Kementerian Luar Negeri Bahrain menyatakan solidaritas penuh kepada Arab Saudi dan mendukung semua langkah untuk menjaga kedaulatan, keamanan, stabilitas, serta melindungi kepentingan vital negara tersebut. Posisi ini didasarkan pada hubungan persaudaraan historis, takdir bersama, dan Perjanjian Pertahanan Bersama GCC.
Kementerian tersebut juga mengakui upaya diplomatik, pembangunan, dan kemanusiaan Arab Saudi melalui kepemimpinan Koalisi untuk mendukung legitimasi di Yaman demi solusi politik global dan berkelanjutan sesuai Inisiatif Teluk, hasil Konferensi Dialog Nasional, dan resolusi Dewan Keamanan termasuk resolusi 2216.

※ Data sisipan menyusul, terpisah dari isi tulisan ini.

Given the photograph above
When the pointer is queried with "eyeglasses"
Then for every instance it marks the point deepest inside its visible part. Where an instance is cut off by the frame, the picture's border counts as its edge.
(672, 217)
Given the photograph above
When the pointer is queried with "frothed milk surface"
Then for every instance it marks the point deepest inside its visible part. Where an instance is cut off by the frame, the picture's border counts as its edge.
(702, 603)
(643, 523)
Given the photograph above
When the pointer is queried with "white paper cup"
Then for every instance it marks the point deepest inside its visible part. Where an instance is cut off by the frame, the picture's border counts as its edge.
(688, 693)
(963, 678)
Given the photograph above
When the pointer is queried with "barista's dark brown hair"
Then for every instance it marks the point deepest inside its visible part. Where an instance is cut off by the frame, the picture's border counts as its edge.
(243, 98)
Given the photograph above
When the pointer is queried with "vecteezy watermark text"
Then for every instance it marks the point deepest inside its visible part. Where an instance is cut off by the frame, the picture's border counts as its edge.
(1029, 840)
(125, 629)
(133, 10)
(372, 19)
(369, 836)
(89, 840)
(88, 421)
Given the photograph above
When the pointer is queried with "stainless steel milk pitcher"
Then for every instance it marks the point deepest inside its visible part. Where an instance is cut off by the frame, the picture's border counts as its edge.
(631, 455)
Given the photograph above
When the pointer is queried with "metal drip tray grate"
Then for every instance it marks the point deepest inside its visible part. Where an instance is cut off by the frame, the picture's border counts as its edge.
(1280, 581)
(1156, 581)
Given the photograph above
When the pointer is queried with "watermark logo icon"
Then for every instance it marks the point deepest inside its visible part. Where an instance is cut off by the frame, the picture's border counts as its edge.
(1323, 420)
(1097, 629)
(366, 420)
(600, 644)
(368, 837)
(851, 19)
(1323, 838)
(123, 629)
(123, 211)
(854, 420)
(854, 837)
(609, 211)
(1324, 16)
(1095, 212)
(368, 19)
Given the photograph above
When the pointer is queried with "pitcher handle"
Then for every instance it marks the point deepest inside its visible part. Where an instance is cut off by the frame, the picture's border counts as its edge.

Apa yang diapresiasi Bahrain dari pernyataan Dewan Keamanan PBB? Bahrain mengapresiasi kecaman terhadap serangan rudal milisi teroris Houthi ke Arab Saudi dan serangan terhadap kapal komersial. Selain itu, Bahrain memuji penegasan penghormatan terhadap hukum internasional, resolusi Dewan Keamanan, kebebasan navigasi maritim, serta kedaulatan dan integritas teritorial Republik Yaman.
Bagaimana posisi Bahrain terhadap keamanan Arab Saudi? Kementerian Luar Negeri Bahrain menegaskan solidaritas penuh dan dukungan total terhadap semua langkah Arab Saudi dalam menjaga kedaulatan, keamanan, stabilitas, serta kepentingan vitalnya. Bahrain menekankan bahwa keamanan Arab Saudi adalah bagian tak terpisahkan dari keamanan Bahrain dan seluruh negara anggota GCC.
Apa dasar dukungan Bahrain terhadap Arab Saudi dalam isu ini? Dukungan Bahrain didasarkan pada hubungan persaudaraan dan historis yang mendalam antara kedua negara serta takdir bersama. Selain itu, posisi ini sejalan dengan Perjanjian Pertahanan Bersama yang berlaku di antara negara-negara anggota Dewan Kerja Sama Negara Arab Teluk (GCC).